The Medical Device Single Audit Program (MDSAP) represents a pivotal shift in the medical device industry’s regulatory landscape, aiming to streamline global requirements through a unified audit process. Developed by the International Medical Device Regulators Forum (IMDRF) and rooted in principles of the ISO 13485 standard, MDSAP offers manufacturers the chance to satisfy multiple jurisdictional requirements with a single audit. This overview delves into MDSAP’s origins, its alignment with ISO 13485, the certification scheme, challenges in implementation, and recurrent audit findings, offering insights for firms navigating this comprehensive regulatory program.

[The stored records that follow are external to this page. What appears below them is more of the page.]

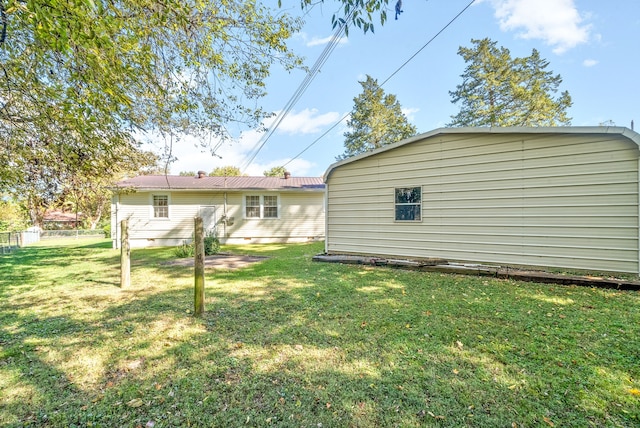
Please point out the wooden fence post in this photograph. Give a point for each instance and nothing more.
(125, 255)
(199, 268)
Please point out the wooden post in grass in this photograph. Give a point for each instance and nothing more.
(199, 268)
(125, 255)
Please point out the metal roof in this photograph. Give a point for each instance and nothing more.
(175, 182)
(619, 130)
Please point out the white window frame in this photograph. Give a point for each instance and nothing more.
(261, 197)
(152, 211)
(396, 204)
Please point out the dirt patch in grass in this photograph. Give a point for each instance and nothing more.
(221, 261)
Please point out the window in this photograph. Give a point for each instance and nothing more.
(160, 206)
(408, 202)
(270, 206)
(258, 206)
(253, 206)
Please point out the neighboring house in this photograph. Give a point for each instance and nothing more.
(61, 220)
(564, 197)
(161, 209)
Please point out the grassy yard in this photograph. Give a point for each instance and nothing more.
(294, 343)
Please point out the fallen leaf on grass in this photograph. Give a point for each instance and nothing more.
(436, 416)
(136, 402)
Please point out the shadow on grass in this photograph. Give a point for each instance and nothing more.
(288, 342)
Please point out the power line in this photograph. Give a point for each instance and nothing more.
(328, 50)
(387, 79)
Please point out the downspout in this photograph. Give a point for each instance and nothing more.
(224, 227)
(116, 244)
(326, 218)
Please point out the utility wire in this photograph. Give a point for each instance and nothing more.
(386, 80)
(328, 50)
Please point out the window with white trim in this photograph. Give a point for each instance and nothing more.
(408, 203)
(160, 206)
(261, 206)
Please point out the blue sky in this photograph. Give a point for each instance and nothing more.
(593, 45)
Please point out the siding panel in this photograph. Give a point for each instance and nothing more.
(529, 199)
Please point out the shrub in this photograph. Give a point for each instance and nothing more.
(211, 244)
(187, 249)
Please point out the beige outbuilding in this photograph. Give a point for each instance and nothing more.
(562, 197)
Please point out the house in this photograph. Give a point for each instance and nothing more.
(562, 197)
(161, 209)
(59, 219)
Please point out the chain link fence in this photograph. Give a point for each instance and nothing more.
(9, 241)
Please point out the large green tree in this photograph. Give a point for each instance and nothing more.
(376, 120)
(86, 78)
(498, 90)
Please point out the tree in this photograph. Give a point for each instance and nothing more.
(361, 13)
(376, 120)
(276, 171)
(87, 78)
(498, 90)
(12, 216)
(226, 171)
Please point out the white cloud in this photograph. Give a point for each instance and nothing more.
(409, 113)
(557, 22)
(307, 121)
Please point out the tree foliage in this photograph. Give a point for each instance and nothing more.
(376, 120)
(80, 81)
(226, 171)
(360, 13)
(498, 90)
(276, 171)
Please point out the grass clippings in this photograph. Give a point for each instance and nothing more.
(293, 343)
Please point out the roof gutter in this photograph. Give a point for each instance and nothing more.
(615, 130)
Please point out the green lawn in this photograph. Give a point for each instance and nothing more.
(294, 343)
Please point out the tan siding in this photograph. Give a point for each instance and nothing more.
(301, 218)
(542, 199)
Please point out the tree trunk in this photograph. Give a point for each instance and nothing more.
(199, 268)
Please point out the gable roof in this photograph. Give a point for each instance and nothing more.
(182, 183)
(574, 130)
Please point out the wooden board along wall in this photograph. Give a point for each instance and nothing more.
(544, 199)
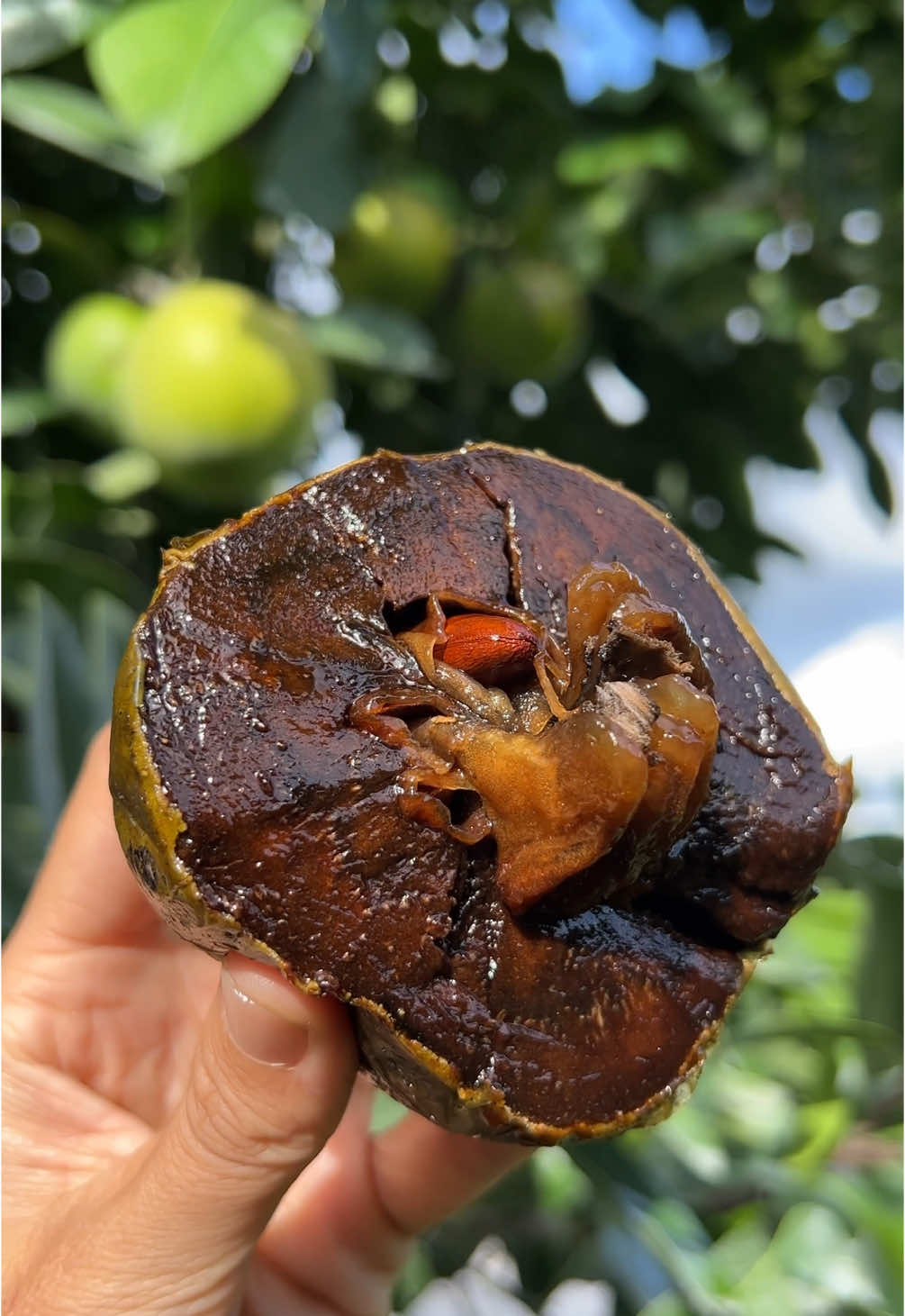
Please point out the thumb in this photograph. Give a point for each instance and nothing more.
(268, 1084)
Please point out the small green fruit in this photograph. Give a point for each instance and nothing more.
(86, 349)
(397, 249)
(524, 319)
(217, 376)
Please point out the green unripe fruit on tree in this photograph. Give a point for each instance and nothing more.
(397, 249)
(85, 351)
(219, 379)
(522, 319)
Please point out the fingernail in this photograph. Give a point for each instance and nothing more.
(260, 1018)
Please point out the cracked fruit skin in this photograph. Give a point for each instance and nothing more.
(219, 385)
(539, 896)
(86, 350)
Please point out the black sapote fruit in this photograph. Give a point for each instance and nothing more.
(479, 745)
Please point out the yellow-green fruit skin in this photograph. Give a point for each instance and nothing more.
(524, 319)
(217, 376)
(86, 350)
(397, 249)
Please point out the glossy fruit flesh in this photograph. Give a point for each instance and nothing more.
(539, 898)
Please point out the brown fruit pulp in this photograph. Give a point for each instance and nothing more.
(539, 896)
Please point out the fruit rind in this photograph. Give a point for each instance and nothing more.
(150, 825)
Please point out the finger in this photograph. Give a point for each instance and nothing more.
(459, 1169)
(333, 1211)
(268, 1084)
(85, 891)
(365, 1199)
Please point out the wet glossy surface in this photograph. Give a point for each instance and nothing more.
(270, 668)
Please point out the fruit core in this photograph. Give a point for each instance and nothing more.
(563, 751)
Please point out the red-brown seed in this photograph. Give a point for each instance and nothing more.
(494, 650)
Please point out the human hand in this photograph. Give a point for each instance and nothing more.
(182, 1138)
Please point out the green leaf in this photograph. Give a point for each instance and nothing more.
(312, 159)
(604, 159)
(37, 31)
(122, 474)
(26, 408)
(68, 571)
(377, 339)
(186, 76)
(73, 119)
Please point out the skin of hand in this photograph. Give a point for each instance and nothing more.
(186, 1138)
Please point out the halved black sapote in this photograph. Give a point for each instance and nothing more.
(477, 744)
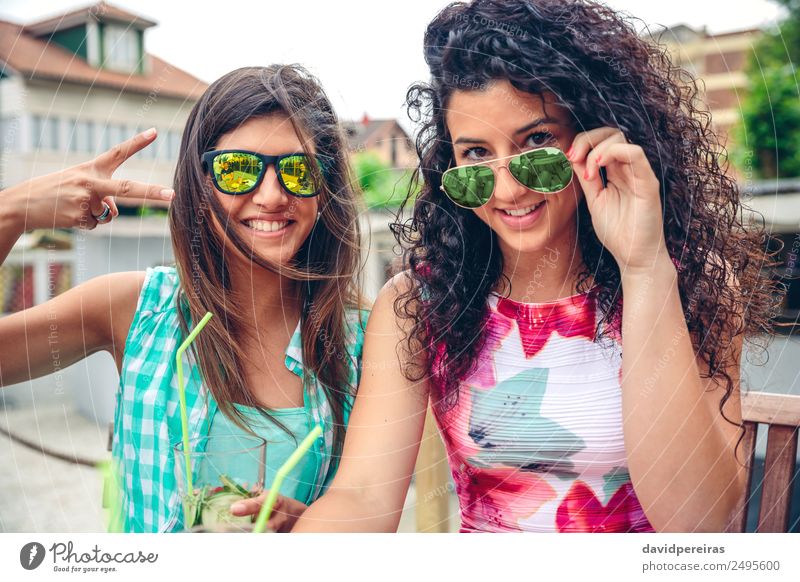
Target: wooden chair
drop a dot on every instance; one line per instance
(781, 414)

Harmonizing Global Standards: Navigating MDSAP, ISO 13485, and the Role of Intelligent QMS Solutions

The world of medical device regulation is a vast and complex one. In recent years, one program has emerged to streamline and unify regulatory oversight: the Medical Device Single Audit Program (MDSAP). In this article, we’ll delve into the intricacies of MDSAP, its relationship with ISO 13485, its certification scheme, the challenges medical device firms face in its implementation, and common audit findings.

History of MDSAP

The MDSAP was conceived in 2012 as a response to the global nature of the medical device industry and the increasing need for more consistent international regulatory requirements. Developed by the International Medical Device Regulators Forum (IMDRF), its primary aim was to allow medical device manufacturers to undergo a single regulatory audit that would satisfy the requirements of multiple regulatory jurisdictions.

Initially, the program started as a pilot in 2014, with the participation of regulatory authorities from the United States, Canada, Australia, Brazil, and Japan. After the successful completion of the pilot phase, the program fully rolled out in 2017.

Relation to ISO 13485

ISO 13485 is an internationally recognized standard that defines the requirements for a quality management system (QMS) specific to the medical device industry. While MDSAP is a program designed to unify international regulatory requirements for medical devices, its foundation heavily aligns with the principles laid out in ISO 13485.

This means that companies that already comply with ISO 13485 have a head start when aiming to meet MDSAP requirements. While not all elements of ISO 13485 are directly transferrable, the standard’s focus on risk management, continuous improvement, and the delivery of safe and effective devices provides a solid framework on which to build.

How the MDSAP Certification Scheme Works

Under MDSAP, a single audit by an accredited Auditing Organization (AO) can be used to satisfy the regulatory requirements of all the participating countries.

  1. Audit Sequence: The MDSAP audit follows a specific sequence that spans over three years. It begins with an initial certification audit, followed by surveillance audits in the second and third year. A recertification audit is then conducted in the third year.
  2. Audit Model: The program uses a process-based audit model. This encompasses the device’s lifecycle and evaluates the effectiveness of the manufacturer’s QMS. The audit focuses on specific processes like management, measurement, analysis, improvement, etc.
  3. Grading Non-Conformities: Unlike some other audits, MDSAP employs a grading system for non-conformities. This involves assigning a grade based on the severity of the non-conformity and its impact on public health.

Challenges Faced by Medical Device Firms

  1. Global Alignment: Since MDSAP encompasses requirements from multiple countries, companies may face challenges aligning their internal processes to satisfy all regulatory jurisdictions.
  2. Resource Intensity: The comprehensiveness of the MDSAP audit, given that it’s designed to satisfy multiple regulators, can be resource-intensive for companies.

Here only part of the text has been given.